Aware of the benefits of cloud computing and the likely impossibility of individual law firms to comply with all recommended guidelines, the CCBE invites national bars to develop mechanisms to make it easier for lawyers to comply with these recommendations, such as proprietary cloud computing infrastructure permitting respect for these guidelines.
3. Is an adjustment of the ethical framework necessary?
It should be noted that there is no specific regulation on the ECP office, but that the bars and national or international bar organizations issue recommendations or guidelines on certain new technologies, in the light of the existing regulations.
However, it should also be noted that these existing regulations are not always adapted to the needs of ECP offices. This applies, for example, to the physical office address, the forms of partnerships, but also to more essential principles such as conflicts of interest and confidentiality. A requirement of transparency is the best guarantee of preserving the essential values of the law profession. This transparency is of course accompanied by the agreement, explicitly or otherwise, of the client with the organizational form of the law firm that offers the services.

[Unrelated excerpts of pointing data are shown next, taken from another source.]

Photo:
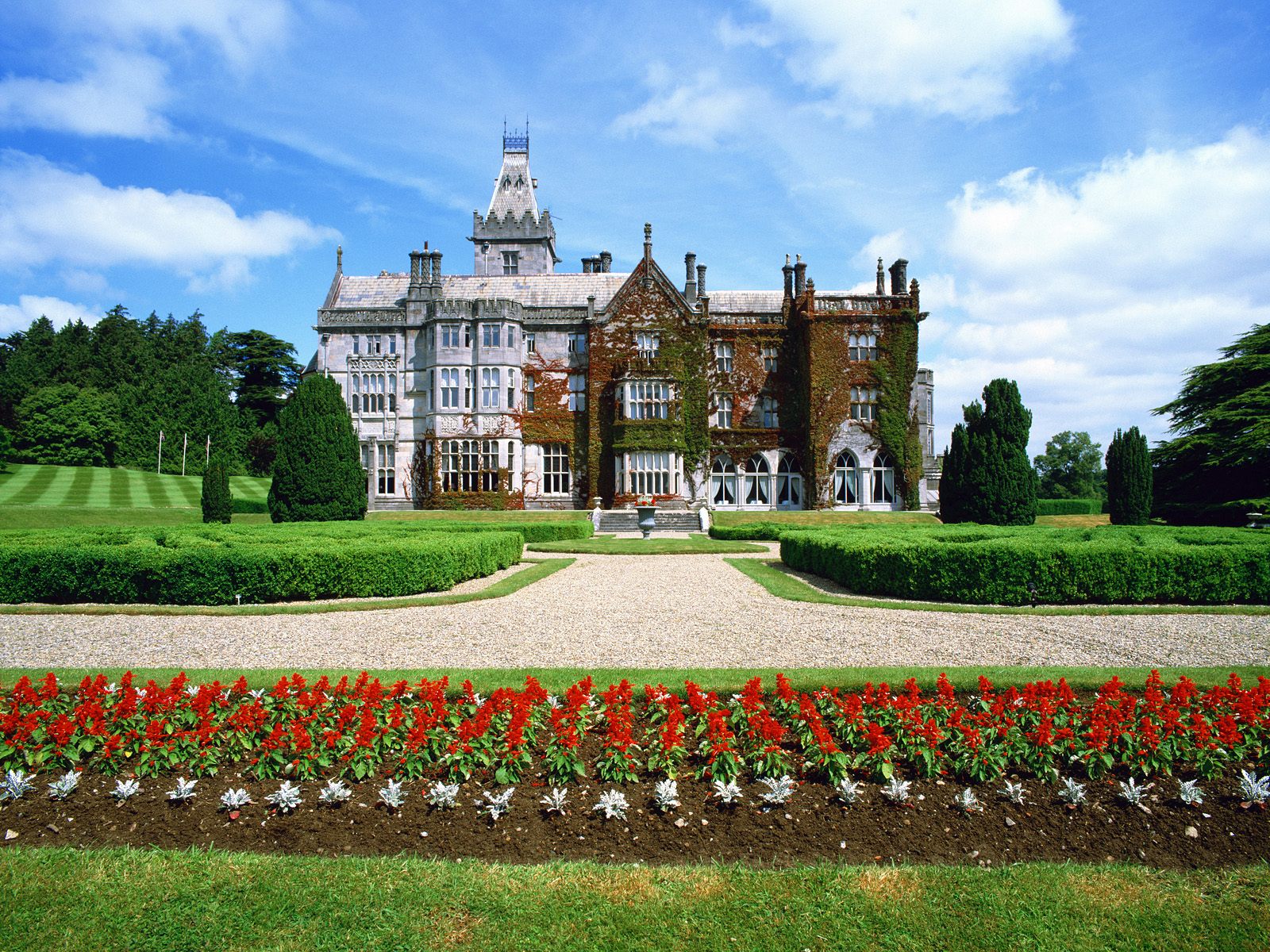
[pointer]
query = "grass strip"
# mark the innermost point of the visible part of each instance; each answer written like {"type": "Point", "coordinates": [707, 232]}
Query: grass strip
{"type": "Point", "coordinates": [770, 574]}
{"type": "Point", "coordinates": [533, 571]}
{"type": "Point", "coordinates": [141, 900]}
{"type": "Point", "coordinates": [724, 681]}
{"type": "Point", "coordinates": [609, 545]}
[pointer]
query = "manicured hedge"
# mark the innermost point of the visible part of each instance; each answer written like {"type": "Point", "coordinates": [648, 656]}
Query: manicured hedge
{"type": "Point", "coordinates": [1068, 507]}
{"type": "Point", "coordinates": [213, 564]}
{"type": "Point", "coordinates": [990, 565]}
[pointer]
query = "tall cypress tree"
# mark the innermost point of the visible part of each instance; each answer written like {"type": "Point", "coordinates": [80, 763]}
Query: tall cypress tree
{"type": "Point", "coordinates": [318, 473]}
{"type": "Point", "coordinates": [1130, 480]}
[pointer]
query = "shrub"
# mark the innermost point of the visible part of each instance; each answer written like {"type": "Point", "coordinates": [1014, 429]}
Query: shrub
{"type": "Point", "coordinates": [216, 499]}
{"type": "Point", "coordinates": [1130, 479]}
{"type": "Point", "coordinates": [987, 565]}
{"type": "Point", "coordinates": [318, 474]}
{"type": "Point", "coordinates": [213, 564]}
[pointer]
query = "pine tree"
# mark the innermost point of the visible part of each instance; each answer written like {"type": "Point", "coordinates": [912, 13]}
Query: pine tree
{"type": "Point", "coordinates": [318, 474]}
{"type": "Point", "coordinates": [217, 499]}
{"type": "Point", "coordinates": [1130, 479]}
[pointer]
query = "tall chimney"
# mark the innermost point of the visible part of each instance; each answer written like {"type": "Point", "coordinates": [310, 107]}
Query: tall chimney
{"type": "Point", "coordinates": [899, 277]}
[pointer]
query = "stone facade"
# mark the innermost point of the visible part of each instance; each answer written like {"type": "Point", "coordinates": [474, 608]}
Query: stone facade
{"type": "Point", "coordinates": [518, 385]}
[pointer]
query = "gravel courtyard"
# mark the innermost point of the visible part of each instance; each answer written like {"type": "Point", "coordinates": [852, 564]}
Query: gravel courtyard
{"type": "Point", "coordinates": [630, 611]}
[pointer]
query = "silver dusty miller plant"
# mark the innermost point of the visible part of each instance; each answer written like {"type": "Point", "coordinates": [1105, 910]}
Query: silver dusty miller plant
{"type": "Point", "coordinates": [183, 791]}
{"type": "Point", "coordinates": [63, 789]}
{"type": "Point", "coordinates": [495, 805]}
{"type": "Point", "coordinates": [728, 793]}
{"type": "Point", "coordinates": [442, 797]}
{"type": "Point", "coordinates": [126, 790]}
{"type": "Point", "coordinates": [613, 804]}
{"type": "Point", "coordinates": [554, 800]}
{"type": "Point", "coordinates": [666, 795]}
{"type": "Point", "coordinates": [779, 790]}
{"type": "Point", "coordinates": [334, 793]}
{"type": "Point", "coordinates": [17, 784]}
{"type": "Point", "coordinates": [393, 797]}
{"type": "Point", "coordinates": [286, 797]}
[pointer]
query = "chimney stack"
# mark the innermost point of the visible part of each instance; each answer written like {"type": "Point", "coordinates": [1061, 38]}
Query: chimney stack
{"type": "Point", "coordinates": [899, 277]}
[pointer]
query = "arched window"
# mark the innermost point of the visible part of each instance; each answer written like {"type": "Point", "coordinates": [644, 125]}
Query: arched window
{"type": "Point", "coordinates": [846, 480]}
{"type": "Point", "coordinates": [723, 482]}
{"type": "Point", "coordinates": [759, 482]}
{"type": "Point", "coordinates": [884, 479]}
{"type": "Point", "coordinates": [789, 482]}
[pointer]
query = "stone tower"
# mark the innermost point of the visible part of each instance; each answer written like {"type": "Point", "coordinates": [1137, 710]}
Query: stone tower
{"type": "Point", "coordinates": [514, 238]}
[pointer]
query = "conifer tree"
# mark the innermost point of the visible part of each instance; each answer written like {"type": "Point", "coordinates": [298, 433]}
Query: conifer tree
{"type": "Point", "coordinates": [1130, 479]}
{"type": "Point", "coordinates": [217, 501]}
{"type": "Point", "coordinates": [318, 474]}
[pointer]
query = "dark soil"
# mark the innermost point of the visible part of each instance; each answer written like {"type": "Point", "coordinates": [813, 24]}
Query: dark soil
{"type": "Point", "coordinates": [812, 827]}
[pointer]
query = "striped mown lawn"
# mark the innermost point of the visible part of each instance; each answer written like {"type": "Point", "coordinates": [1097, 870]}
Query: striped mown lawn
{"type": "Point", "coordinates": [86, 486]}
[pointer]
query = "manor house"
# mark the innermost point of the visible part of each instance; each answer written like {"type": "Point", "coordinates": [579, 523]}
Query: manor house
{"type": "Point", "coordinates": [521, 385]}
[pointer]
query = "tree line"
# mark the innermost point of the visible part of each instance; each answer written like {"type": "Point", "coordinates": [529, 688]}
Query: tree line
{"type": "Point", "coordinates": [101, 395]}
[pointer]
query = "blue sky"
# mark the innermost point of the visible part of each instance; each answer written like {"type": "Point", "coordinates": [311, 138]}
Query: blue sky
{"type": "Point", "coordinates": [1083, 190]}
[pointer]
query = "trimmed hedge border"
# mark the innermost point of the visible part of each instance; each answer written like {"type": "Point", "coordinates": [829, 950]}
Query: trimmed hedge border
{"type": "Point", "coordinates": [214, 564]}
{"type": "Point", "coordinates": [991, 565]}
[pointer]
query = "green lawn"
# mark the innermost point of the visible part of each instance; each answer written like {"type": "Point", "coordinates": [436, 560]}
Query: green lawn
{"type": "Point", "coordinates": [696, 543]}
{"type": "Point", "coordinates": [139, 900]}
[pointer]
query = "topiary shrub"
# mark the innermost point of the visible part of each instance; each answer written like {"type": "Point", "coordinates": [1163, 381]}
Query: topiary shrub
{"type": "Point", "coordinates": [217, 501]}
{"type": "Point", "coordinates": [318, 474]}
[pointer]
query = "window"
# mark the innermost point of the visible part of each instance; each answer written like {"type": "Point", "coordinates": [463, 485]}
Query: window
{"type": "Point", "coordinates": [556, 467]}
{"type": "Point", "coordinates": [489, 385]}
{"type": "Point", "coordinates": [864, 404]}
{"type": "Point", "coordinates": [448, 387]}
{"type": "Point", "coordinates": [789, 482]}
{"type": "Point", "coordinates": [863, 347]}
{"type": "Point", "coordinates": [648, 400]}
{"type": "Point", "coordinates": [578, 391]}
{"type": "Point", "coordinates": [724, 352]}
{"type": "Point", "coordinates": [387, 473]}
{"type": "Point", "coordinates": [649, 474]}
{"type": "Point", "coordinates": [723, 412]}
{"type": "Point", "coordinates": [772, 413]}
{"type": "Point", "coordinates": [723, 482]}
{"type": "Point", "coordinates": [884, 480]}
{"type": "Point", "coordinates": [846, 480]}
{"type": "Point", "coordinates": [759, 482]}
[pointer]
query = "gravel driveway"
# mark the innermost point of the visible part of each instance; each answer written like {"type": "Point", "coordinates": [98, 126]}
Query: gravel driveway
{"type": "Point", "coordinates": [632, 611]}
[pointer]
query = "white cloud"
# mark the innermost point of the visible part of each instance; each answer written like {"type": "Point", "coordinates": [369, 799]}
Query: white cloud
{"type": "Point", "coordinates": [120, 94]}
{"type": "Point", "coordinates": [52, 215]}
{"type": "Point", "coordinates": [31, 308]}
{"type": "Point", "coordinates": [1098, 295]}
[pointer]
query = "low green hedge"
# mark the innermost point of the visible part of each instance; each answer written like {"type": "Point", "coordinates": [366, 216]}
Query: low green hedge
{"type": "Point", "coordinates": [991, 565]}
{"type": "Point", "coordinates": [213, 564]}
{"type": "Point", "coordinates": [1068, 507]}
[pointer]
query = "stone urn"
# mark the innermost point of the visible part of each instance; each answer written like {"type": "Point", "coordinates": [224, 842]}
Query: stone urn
{"type": "Point", "coordinates": [647, 518]}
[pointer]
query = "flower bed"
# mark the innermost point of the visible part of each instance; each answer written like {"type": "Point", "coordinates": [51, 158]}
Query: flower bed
{"type": "Point", "coordinates": [1019, 774]}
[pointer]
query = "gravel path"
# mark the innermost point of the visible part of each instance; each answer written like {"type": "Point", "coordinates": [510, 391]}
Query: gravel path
{"type": "Point", "coordinates": [632, 611]}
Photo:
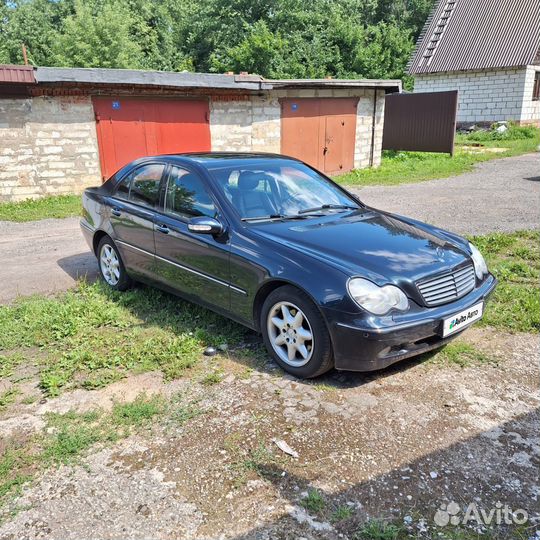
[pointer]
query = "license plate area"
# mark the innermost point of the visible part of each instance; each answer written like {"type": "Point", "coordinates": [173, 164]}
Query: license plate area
{"type": "Point", "coordinates": [461, 320]}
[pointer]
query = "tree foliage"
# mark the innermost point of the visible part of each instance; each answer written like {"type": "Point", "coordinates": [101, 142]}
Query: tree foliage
{"type": "Point", "coordinates": [275, 38]}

The existence of ECP offices is a reality. The bars and their organizations must also frame and encourage this.
Adaptation to modern technologies by a professional group that is particularly dependent on the organization and cooperation of the members of a partnership is essential. To forbid some form of use of modern technologies on the basis of a conservative approach to certain basic values is pernicious.
The ECP office allows the efficient and smooth provision of services for the client and reduces costs, which is a competitive requirement. In the current European context, it is important for law firms not to miss the train of modernity.